# Herbie Speak



## HerbieHound (Jul 1, 2014)

https://www.youtube.com/watch?v=iYV-fF3t79o clever boy learnt in 20 minutes thanks farlie for suggesting this trick


----------



## Tinman (Apr 23, 2013)

Ha cute! I need to teach my two "no speak,"


----------



## HerbieHound (Jul 1, 2014)

I will need to later


----------



## fairlie (Sep 7, 2013)

A brilliant pupil if I ever saw one. My old dog Max used to wow the kids at my kids school when I'd pick them up. If I lifted my pinky up she'd bark until I put it down. So the kids would get her to bark out answers to math problems. Trouble of course was when the questions surpassed my own math skills and Max would be looking to me as I struggled to figure out stuff way over my head.


----------



## HerbieHound (Jul 1, 2014)

Thankfully I follow a YouTube dog trainer who shows u how to teach your dog the trick his name is Zak George and he has a teaching your dog maths  he now stops barking when I say quiet. He is SUCH a smart dog when he was a pup he learnt sit in 2 days I knew then I had a special dog but he has just surpassed all my expectations just wish he is a cuddly dog. Very hyper but suppose that's good if im gonna do agility with him. Any ideas how to make him a cuddly poo thankfully I fave a rescue dog who is now nine and loves jumping on my bed for a cuddle but I love both my dogs the way they are wouldn't want them any other way!!


----------



## RuthMill (Jun 30, 2012)

Brill! I need to teach stop speak


----------



## 2ndhandgal (Aug 29, 2011)

Fab - check out Kikopup for fun training on Youtube too 

If you are hoping to do agility also work on things like getting him confident on different surfaces including slightly unstable so things like the see-saw don't worry him later on


----------



## PoppyLove (May 26, 2014)

Clever Herbie! He's got a cute little 'voice' too. 

I need a 'stop freaking out at everything' command at the moment.
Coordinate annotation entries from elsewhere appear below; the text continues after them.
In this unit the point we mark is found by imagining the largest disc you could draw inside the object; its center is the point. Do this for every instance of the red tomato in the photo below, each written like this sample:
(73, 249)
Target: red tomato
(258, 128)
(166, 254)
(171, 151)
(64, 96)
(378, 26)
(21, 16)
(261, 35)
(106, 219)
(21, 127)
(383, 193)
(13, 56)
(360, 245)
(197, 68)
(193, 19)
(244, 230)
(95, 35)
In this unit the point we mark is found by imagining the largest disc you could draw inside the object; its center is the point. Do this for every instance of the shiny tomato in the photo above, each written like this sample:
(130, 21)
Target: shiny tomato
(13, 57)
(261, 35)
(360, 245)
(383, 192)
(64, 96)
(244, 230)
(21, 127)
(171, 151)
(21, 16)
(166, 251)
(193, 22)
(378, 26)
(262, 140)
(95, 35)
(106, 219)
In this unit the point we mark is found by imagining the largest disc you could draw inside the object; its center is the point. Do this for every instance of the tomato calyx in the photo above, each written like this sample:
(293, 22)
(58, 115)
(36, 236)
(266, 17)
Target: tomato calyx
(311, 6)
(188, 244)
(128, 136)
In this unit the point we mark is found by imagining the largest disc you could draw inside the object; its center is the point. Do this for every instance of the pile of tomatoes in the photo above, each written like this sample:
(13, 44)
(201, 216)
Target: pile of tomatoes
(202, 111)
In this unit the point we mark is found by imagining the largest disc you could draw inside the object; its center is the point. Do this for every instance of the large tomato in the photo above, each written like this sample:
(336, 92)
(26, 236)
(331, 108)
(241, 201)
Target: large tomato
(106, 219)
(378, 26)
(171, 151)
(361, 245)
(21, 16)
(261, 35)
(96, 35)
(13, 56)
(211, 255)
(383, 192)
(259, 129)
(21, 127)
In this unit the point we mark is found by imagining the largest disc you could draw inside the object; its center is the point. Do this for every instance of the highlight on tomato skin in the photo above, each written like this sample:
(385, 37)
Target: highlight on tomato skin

Poppy has been so upset by our cat dinner thief, she's started to bark at every little noise and movement.


----------



## DB1 (Jan 20, 2012)

clever boy, Dudley mastered it pretty quickly but still ignores the quiet command! as for making him a cuddly poo, Dudley wasn't as a pup but is more so now.


----------



## lady amanda (Nov 26, 2010)

Very good!!! My husband taught lady to say please...one bark. and I love you is 3 barks. lol


----------



## HerbieHound (Jul 1, 2014)

PoppyLove said:


> Clever Herbie! He's got a cute little 'voice' too.
> 
> I need a 'stop freaking out at everything' command at the moment. Poppy has been so upset by our cat dinner thief, she's started to bark at every little noise and movement.


I know I'm waiting to see whether his 'voice' will break so to speak xD


----------